消えない足音

実話風

数十年前、三重県のとある山村に住んでいた一人の青年がいた。彼は毎晩、深夜になると聞こえてくる不気味な足音に悩まされていた。

村の人々はこの足音について知っていたが、誰も口にしようとはしなかった。その足音は、かつて村で起きた悲劇的な事件と関わっていると言われていた。

その事件は、ある寒い冬の夜に起こった。村に住む若い女性が、夜道で何者かに襲われ、悲鳴を上げる間もなく消えてしまった。彼女の姿は二度と見つからず、ただ足跡だけが雪の上に残されていた。

青年はこの話を聞いてから、足音がより一層恐ろしく感じられるようになった。特に夜が深まると、窓の外から聞こえてくるその足音は、彼の心を締め付けるような恐怖を呼び起こした。

ある夜、我慢の限界に達した青年は、足音の正体を確かめるべく外に出た。月明かりに照らされた道を、彼は恐る恐る歩いて行った。そして、足音が最も近くに聞こえる場所に辿り着いたとき、突然風が強くなり、目の前には誰もいないはずの足跡が現れた。

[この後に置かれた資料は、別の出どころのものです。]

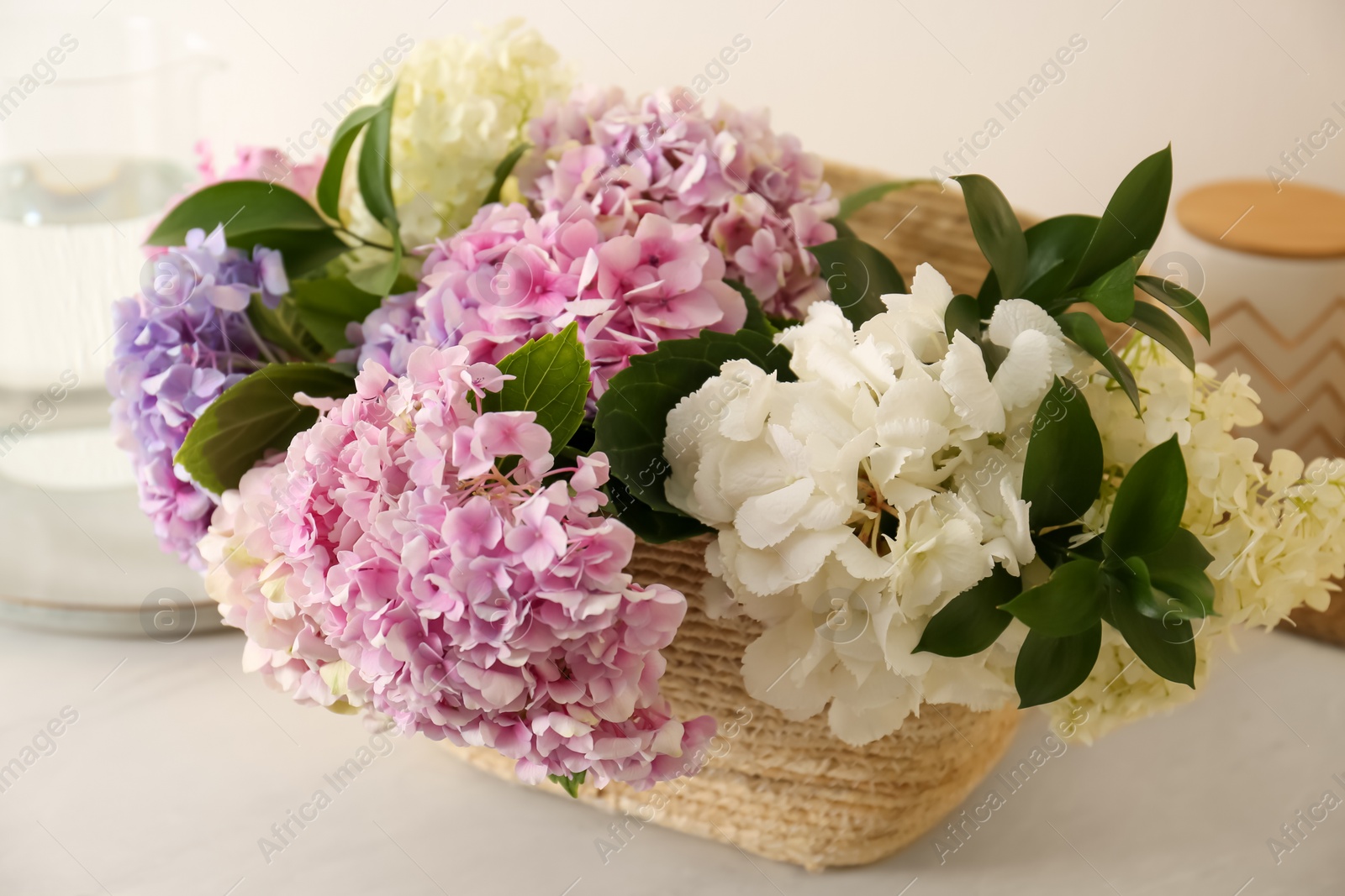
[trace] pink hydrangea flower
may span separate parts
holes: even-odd
[[[531,412],[479,414],[504,377],[465,345],[406,368],[367,363],[223,497],[200,549],[246,665],[296,699],[498,750],[526,780],[694,774],[714,720],[682,723],[658,692],[686,599],[624,572],[635,535],[599,513],[605,457],[554,469]]]
[[[608,236],[578,200],[539,219],[521,204],[487,206],[434,244],[416,294],[389,297],[351,337],[360,364],[399,373],[420,345],[456,344],[495,363],[577,321],[597,398],[662,340],[740,328],[746,305],[724,274],[699,227],[658,214]]]
[[[826,219],[839,203],[822,160],[772,132],[765,111],[701,105],[687,91],[628,101],[619,89],[580,87],[529,125],[529,140],[538,149],[521,164],[519,187],[542,212],[584,201],[609,235],[633,232],[650,214],[694,224],[724,255],[725,275],[768,312],[802,317],[826,298],[804,247],[835,239]]]
[[[192,189],[222,180],[265,180],[288,187],[304,199],[312,199],[317,193],[317,180],[323,176],[325,161],[324,156],[316,156],[312,161],[296,163],[273,146],[238,146],[234,161],[217,172],[210,141],[200,140],[196,142],[199,181]]]

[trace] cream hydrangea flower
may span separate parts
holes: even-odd
[[[1127,721],[1192,700],[1209,673],[1210,656],[1236,625],[1274,627],[1299,604],[1326,609],[1345,574],[1345,461],[1305,465],[1276,450],[1267,470],[1256,442],[1232,434],[1262,415],[1245,373],[1217,379],[1200,364],[1192,373],[1149,339],[1137,339],[1123,359],[1139,386],[1143,419],[1124,394],[1092,376],[1084,395],[1103,438],[1108,480],[1085,516],[1104,528],[1116,485],[1145,451],[1177,435],[1186,459],[1182,524],[1215,555],[1215,613],[1196,623],[1196,690],[1153,673],[1120,634],[1103,626],[1102,654],[1088,680],[1049,707],[1053,719],[1091,742]]]
[[[483,28],[480,40],[426,40],[398,73],[393,103],[393,195],[406,246],[422,246],[471,222],[499,161],[573,77],[557,51],[522,19]],[[351,153],[351,164],[358,153]],[[366,238],[382,226],[347,172],[343,218]]]
[[[667,498],[718,529],[710,571],[767,625],[742,660],[748,692],[795,719],[827,709],[851,744],[921,701],[1014,697],[1017,622],[972,657],[912,652],[997,562],[1017,572],[1034,557],[1017,497],[1026,439],[1005,433],[1072,360],[1049,316],[1007,301],[990,324],[1007,349],[991,380],[975,341],[944,334],[951,300],[921,265],[911,294],[884,297],[858,330],[814,304],[779,336],[798,382],[729,361],[668,414]]]

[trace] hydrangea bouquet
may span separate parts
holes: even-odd
[[[570,90],[514,24],[418,47],[324,163],[235,168],[151,235],[109,387],[164,547],[296,700],[572,794],[694,775],[687,599],[627,567],[701,539],[697,610],[759,626],[742,684],[787,719],[1088,739],[1345,571],[1345,462],[1259,463],[1198,298],[1138,273],[1167,149],[1026,230],[958,177],[975,296],[845,223],[897,184],[841,203],[763,113]]]

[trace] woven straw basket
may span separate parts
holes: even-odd
[[[829,165],[827,180],[845,196],[886,179]],[[932,263],[954,292],[974,293],[986,274],[956,192],[917,187],[889,193],[849,223],[908,281],[920,262]],[[808,869],[862,865],[937,825],[1007,750],[1018,724],[1018,711],[1009,705],[972,712],[923,704],[919,717],[900,731],[850,747],[831,735],[824,716],[790,721],[749,697],[742,688],[742,652],[761,627],[752,619],[716,621],[702,613],[706,544],[706,539],[638,543],[628,571],[642,584],[663,583],[687,596],[686,619],[663,650],[667,672],[659,686],[679,717],[709,713],[720,721],[713,756],[694,778],[643,793],[620,783],[601,791],[584,785],[581,802]],[[484,748],[451,750],[514,779],[511,759]],[[565,795],[557,785],[542,787]]]

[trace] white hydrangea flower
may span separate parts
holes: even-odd
[[[1151,340],[1123,352],[1141,418],[1115,382],[1064,340],[1042,309],[997,305],[986,339],[1003,349],[993,377],[981,347],[943,317],[952,290],[921,265],[909,296],[855,330],[830,302],[781,333],[798,382],[748,361],[668,414],[671,504],[712,525],[706,552],[716,615],[745,613],[765,633],[744,656],[748,692],[787,716],[826,711],[862,744],[901,727],[921,703],[991,709],[1015,697],[1026,627],[987,650],[912,653],[929,618],[990,574],[1042,578],[1018,494],[1036,408],[1054,376],[1081,387],[1103,439],[1107,477],[1085,529],[1106,528],[1116,488],[1147,450],[1177,437],[1188,466],[1184,525],[1215,556],[1210,617],[1196,625],[1196,690],[1153,673],[1103,626],[1087,681],[1048,707],[1083,740],[1188,701],[1235,625],[1274,626],[1322,609],[1345,574],[1345,461],[1305,465],[1276,451],[1266,470],[1235,426],[1260,422],[1244,375],[1192,373]],[[718,583],[722,583],[718,591]]]
[[[1173,435],[1186,459],[1182,524],[1215,555],[1215,613],[1196,623],[1196,690],[1153,673],[1124,639],[1103,626],[1103,646],[1088,680],[1049,707],[1059,725],[1091,742],[1127,721],[1192,700],[1208,678],[1213,652],[1233,626],[1272,627],[1301,604],[1326,609],[1330,579],[1345,574],[1345,461],[1305,465],[1276,450],[1267,470],[1256,442],[1235,426],[1262,419],[1244,373],[1219,380],[1200,364],[1192,373],[1166,349],[1138,339],[1123,352],[1141,390],[1143,420],[1106,377],[1084,387],[1103,437],[1111,477],[1084,519],[1102,531],[1116,480],[1145,451]]]
[[[471,222],[527,121],[547,99],[564,98],[572,81],[560,54],[522,19],[483,28],[480,40],[451,35],[417,44],[398,71],[393,103],[402,242],[422,246]],[[360,236],[382,236],[354,181],[347,171],[342,216]]]
[[[911,294],[884,297],[858,332],[814,304],[779,336],[798,382],[729,361],[668,414],[667,500],[718,531],[706,566],[767,625],[744,656],[748,692],[796,719],[827,709],[853,744],[921,701],[989,709],[1014,696],[1021,625],[974,657],[912,652],[997,562],[1034,557],[1017,497],[1026,439],[1005,437],[1006,407],[1040,402],[1071,356],[1053,320],[1011,305],[995,333],[1022,372],[991,383],[981,347],[944,334],[951,300],[921,265]]]

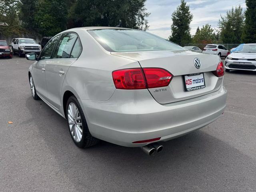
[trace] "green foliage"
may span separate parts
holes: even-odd
[[[116,26],[146,30],[150,14],[145,7],[146,0],[76,0],[69,14],[68,27]]]
[[[190,24],[193,15],[189,10],[184,0],[181,0],[181,4],[172,14],[172,24],[171,26],[172,35],[169,40],[177,44],[187,44],[191,42]]]
[[[66,0],[39,0],[34,13],[35,29],[43,36],[53,36],[66,29]]]
[[[193,41],[194,43],[212,43],[216,40],[216,35],[214,30],[208,23],[203,26],[201,29],[199,27],[193,37]]]
[[[38,0],[21,0],[19,17],[23,27],[33,30],[36,26],[35,16]]]
[[[221,38],[224,43],[241,42],[244,15],[240,6],[236,6],[227,12],[226,16],[219,20]]]
[[[10,36],[20,32],[17,14],[20,3],[19,0],[0,1],[0,33],[2,34]]]
[[[246,0],[247,9],[245,11],[245,24],[242,33],[243,42],[256,42],[256,1]]]

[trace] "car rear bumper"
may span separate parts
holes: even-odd
[[[132,143],[158,137],[158,141],[165,141],[210,123],[226,106],[222,86],[211,94],[164,105],[147,90],[136,91],[116,90],[106,102],[79,100],[93,136],[127,147],[144,146],[150,143]]]
[[[218,52],[217,51],[203,51],[203,53],[205,53],[206,54],[209,54],[210,55],[218,55]]]
[[[229,70],[256,71],[256,61],[226,59],[224,66],[225,68]]]

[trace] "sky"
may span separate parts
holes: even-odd
[[[246,8],[245,0],[187,0],[193,18],[190,24],[192,35],[194,35],[198,26],[201,28],[208,23],[218,29],[220,15],[225,16],[232,6],[240,5]],[[146,7],[151,13],[148,19],[148,32],[166,39],[171,34],[171,14],[180,4],[180,0],[147,0]]]

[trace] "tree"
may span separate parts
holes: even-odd
[[[172,14],[172,34],[169,37],[170,41],[180,44],[191,42],[190,24],[193,18],[189,6],[186,5],[184,0],[181,0],[180,2]]]
[[[19,16],[22,26],[26,29],[33,30],[36,26],[35,16],[38,0],[21,0],[20,2]]]
[[[193,37],[193,41],[195,43],[212,43],[215,40],[214,30],[208,23],[203,26],[201,29],[197,30]]]
[[[239,5],[227,12],[226,16],[219,20],[220,35],[224,43],[236,44],[241,42],[244,15]]]
[[[20,7],[19,0],[0,1],[0,33],[11,36],[20,32],[17,14]]]
[[[256,42],[256,1],[246,0],[245,24],[242,35],[244,43]]]
[[[67,0],[39,0],[34,13],[35,29],[43,36],[53,36],[66,29]]]
[[[116,26],[146,30],[146,0],[76,0],[69,14],[68,27]]]

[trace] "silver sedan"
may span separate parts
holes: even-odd
[[[28,74],[33,97],[66,119],[81,148],[100,139],[151,154],[162,149],[158,142],[205,126],[226,106],[219,57],[144,31],[69,29],[38,58],[26,57],[35,61]]]
[[[231,70],[256,71],[256,44],[241,44],[225,61],[227,72]]]

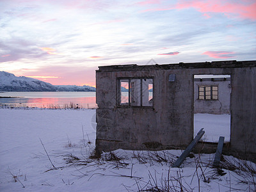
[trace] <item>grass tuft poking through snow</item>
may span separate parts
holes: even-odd
[[[93,154],[95,114],[0,109],[0,191],[256,190],[255,164],[232,156],[224,156],[216,169],[214,154],[191,154],[177,168],[172,165],[179,150]]]

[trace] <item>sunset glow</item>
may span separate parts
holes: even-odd
[[[52,79],[52,78],[59,78],[59,77],[51,77],[51,76],[27,76],[27,77],[31,78],[42,78],[42,79]]]
[[[0,69],[95,86],[98,66],[254,60],[255,10],[254,0],[1,0]]]

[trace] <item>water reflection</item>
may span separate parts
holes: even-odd
[[[19,95],[22,95],[20,93],[19,93]],[[42,92],[40,93],[40,95],[35,95],[35,93],[33,93],[33,97],[37,96],[38,97],[29,98],[23,96],[23,97],[18,98],[0,98],[0,104],[8,104],[9,106],[18,107],[28,106],[30,108],[37,107],[46,108],[66,108],[76,107],[81,108],[95,108],[97,107],[96,97],[92,97],[93,96],[93,95],[92,95],[91,93],[88,93],[87,95],[84,95],[84,93],[83,96],[85,96],[84,97],[76,97],[77,96],[81,97],[81,94],[77,95],[77,93],[74,92],[73,95],[69,93],[68,96],[70,97],[62,97],[63,95],[61,95],[60,93],[58,95],[54,95],[55,97],[47,97],[49,96],[49,95]],[[13,95],[13,93],[12,93],[12,97],[15,97],[15,95]],[[3,97],[3,95],[0,96]]]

驚きと恐怖で動けなくなった青年は、その場に立ち尽くすしかなかった。すると、目の前から足音は消え、代わりに冷たい風が吹き付けた。彼は慌てて家に戻ったが、その夜から彼の部屋の窓に、毎晩霜が降りるようになった。そして、その霜にはいつも無数の足跡が刻まれていた。

村の人々は、この現象を「消えない足音」と呼ぶようになった。青年は徐々に精神を病み、村を離れる決心をした。しかし、どこに行ってもその足音は彼を追いかけ、夜ごとに彼の睡眠を奪った。

数年後、青年は再び三重県のその村に戻ってきた。村は一変し、多くの人々が去った後だったが、彼はそこで一人の老婆に出会った。老婆は彼に、かつて消えた女性が実は村の守り神であったことを告げた。彼女の魂は村を守るために留まっており、その足音は村人に警告を与えるためだったという。

青年はその話を聞き、ようやく心の平安を得た。しかし、村に残された彼の家では、まだ毎夜霜が降り、その上に小さな足跡が見つかるという。そして、それは今もなお誰にも消せない恐怖として伝えられている。